In an order signed by Cambodian King Norodom Sihamoni, Thaksin was appointed as economic adviser to Hun Sen and his government on Wednesday.
“Thaksin has already been appointed by royal decree … as personal adviser to Cambodian Prime Minister Hun Sen and the adviser to the Cambodian government in charge of economy,” said a statement from the Cambodian government that was read on television yesterday. “Allowing to stay in Cambodia is virtuous behaviour … good friends need to help each other in difficult circumstances.”

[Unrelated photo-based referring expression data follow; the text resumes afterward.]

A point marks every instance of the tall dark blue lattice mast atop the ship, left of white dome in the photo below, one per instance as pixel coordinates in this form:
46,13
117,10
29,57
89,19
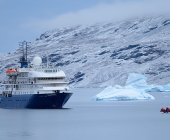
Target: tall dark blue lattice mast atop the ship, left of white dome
24,59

The statement went on to call charges against Thaksin as being “politically motivated” and vowed not to extradite him if he “decides to stay in Cambodia or travels in and out in order to fulfil his duties”.
Upon his arrival in Thailand last month to attend the Asean summit, Hun Sen announced that he had offered Thaksin, whom he regards as a close friend, a residence and a job.
The Foreign Ministry’s decision to recall the Thai ambassador is the strongest protest in years and the government has said all ongoing cooperation between the two nations would be put on hold for the time being.
The foreign minister’s secretary, Chavanont Intarakomalsut, agreed with Abhisit and reiterated that giving Thaksin a job could be seen as Cambodia intervening in the Thai justice system.
“Thaksin’s appointment is an insult to the Thai justice system,” he said at a press conference.
Giving Thaksin the job clearly shows that the Cambodian premier cannot distinguish between personal interests and the mutual interests of the two countries, Chavanont said.
Before the decision to recall the envoy was made, Abhisit called a meeting with Defence Minister Prawit Wongsuwan and senior army officers, including Army chief General Anupong Paochinda, early yesterday before meeting with Deputy Prime Minister Suthep Thaugsuban and Foreign Minister Kasit Piromya.
Government spokesman Panitan Wattanayagorn said the ministers had unanimously agreed to go ahead with the measures.
“Cambodia has sent us a clear signal and this is not the first time. It is obvious that they cannot separate international ties from personal friendships, so we have no other choice,” he said.
He added that Kasit would discuss the issue with high-ranking officials at Foreign Ministry and see what level the Thailand-Cambodia diplomatic ties should be downgraded to.
When asked if Abhisit would discuss the issue with Hun Sen, because both are due to attend a mini-summit in Tokyo of leaders from countries in the Mekong Basin on Friday and Saturday, Panitan said: “We are willing, if he [Hun Sen] wants to talk.”
In related news, reports say that the Cambodian army is on alert at the border area near the disputed Preah Vihear temple, where the two countries last fought in April.
“The situation is calm, but we’re on alert. The prime minister has already ordered us to protect our territory,” deputy commander-in-chief of the Cambodian armed forces Chea Dar said yesterday.
“Cambodia will not invade Thai territory, but if Thai troops enter even one-centimetre into our territory, they will be destroyed,” he added.